Business Associates: The Next HIPAA Enforcement TargetAttorney Adam Greene Says Vendors Can Learn from Other Settlements
Business associates need to be paying close attention to the details of HIPAA resolution agreements that federal regulators are signing with covered entities for HIPAA non-compliance cases and data breaches, says privacy attorney Adam Greene.
That's because the Department of Health and Human Services' Office for Civil Rights is likely getting closer to taking HIPAA enforcement action against BAs that have been involved in breaches and other HIPAA-related incidents.
"I think there is probably [enforcement] work going on behind the scenes" related to business associates, he says. "What we tend to see for settlement agreements is, on average, two to three years between an incident occurring - such as a reportable breach to OCR - and then the resolution agreement will come out ..." he says.
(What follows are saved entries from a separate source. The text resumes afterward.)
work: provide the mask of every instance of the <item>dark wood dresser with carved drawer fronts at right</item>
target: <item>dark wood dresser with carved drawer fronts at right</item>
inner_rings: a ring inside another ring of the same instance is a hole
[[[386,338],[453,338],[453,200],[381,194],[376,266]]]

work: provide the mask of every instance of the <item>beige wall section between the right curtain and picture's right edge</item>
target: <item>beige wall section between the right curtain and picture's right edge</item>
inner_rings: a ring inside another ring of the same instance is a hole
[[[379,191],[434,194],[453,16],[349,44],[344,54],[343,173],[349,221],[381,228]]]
Business associates first became directly liable for HIPAA compliance in September 2013, when enforcement of the HIPAA Omnibus Rule went into effect. "So, we're just entering into the time where, if, for example, you're a business associate and you had an incident on Sept. 23, 2013, we might be getting closer to the idea of [the case] being resolved soon through a resolution agreement," he says. "I wouldn't be surprised that within the next year we see our first business associate [enforcement] action from something that happened in 2013 or 2014."
In the meantime, business associates need to be learning from the settlements that OCR has been signing with covered entities in HIPAA cases, including a recent $750,000 resolution agreement with Cancer Care Group, P.C. , which was triggered by an investigation into a 2012 breach. Among other findings, the OCR investigation found that the cancer clinic failed to conduct a risk analysis prior to the breach (see New HIPAA Compliance Audit Details Revealed).
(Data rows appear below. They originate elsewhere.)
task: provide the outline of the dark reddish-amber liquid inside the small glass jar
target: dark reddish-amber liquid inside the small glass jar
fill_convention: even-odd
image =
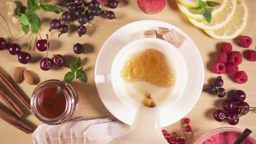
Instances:
[[[49,87],[39,93],[38,110],[46,118],[58,118],[66,110],[66,97],[61,93],[59,98],[53,98],[57,88]]]

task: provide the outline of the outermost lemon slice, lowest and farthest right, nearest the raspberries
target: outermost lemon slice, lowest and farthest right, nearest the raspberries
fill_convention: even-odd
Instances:
[[[234,39],[245,29],[248,20],[248,8],[244,0],[237,0],[236,12],[229,23],[217,30],[205,30],[214,39]]]

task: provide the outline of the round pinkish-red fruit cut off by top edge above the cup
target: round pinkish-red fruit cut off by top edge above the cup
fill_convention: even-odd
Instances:
[[[137,0],[139,8],[146,14],[155,14],[161,12],[166,0]]]

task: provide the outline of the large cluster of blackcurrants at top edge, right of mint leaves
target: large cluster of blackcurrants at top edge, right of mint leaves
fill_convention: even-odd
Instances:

The lack of a comprehensive and timely risk analysis has been at the center of many OCR HIPAA settlements, Greene notes.
"If you're a business associate, look at whether you have a risk assessment ... You want to make sure that when you see a new settlement about a mobile device being stolen - do you have a risk assessment that identifies the risk of one of your workforce members having a mobile device that has PHI ... and if it gets stolen ... what have you put in place to reduce that risk?"
In the interview, Greene also discusses:
- The biggest HIPAA security and privacy challenges business associates and subcontractors face;
- How much oversight covered entities should have over the HIPAA compliance efforts of business associates;
- The Food and Drug Administration's recent warnings about medical device cybersecurity and steps covered entities need to take as a result (see FDA Official: More Medical Device Vulnerability Discoveries Likely).
As a partner at Davis Wright Tremaine LLP in Washington, Greene specializes in HIPAA and HITECH Act issues. He formerly was a senior health information technology and privacy specialist at the HHS Office for Civil Rights, where he played a significant role in administering and enforcing the HIPAA privacy, security and breach notification rules.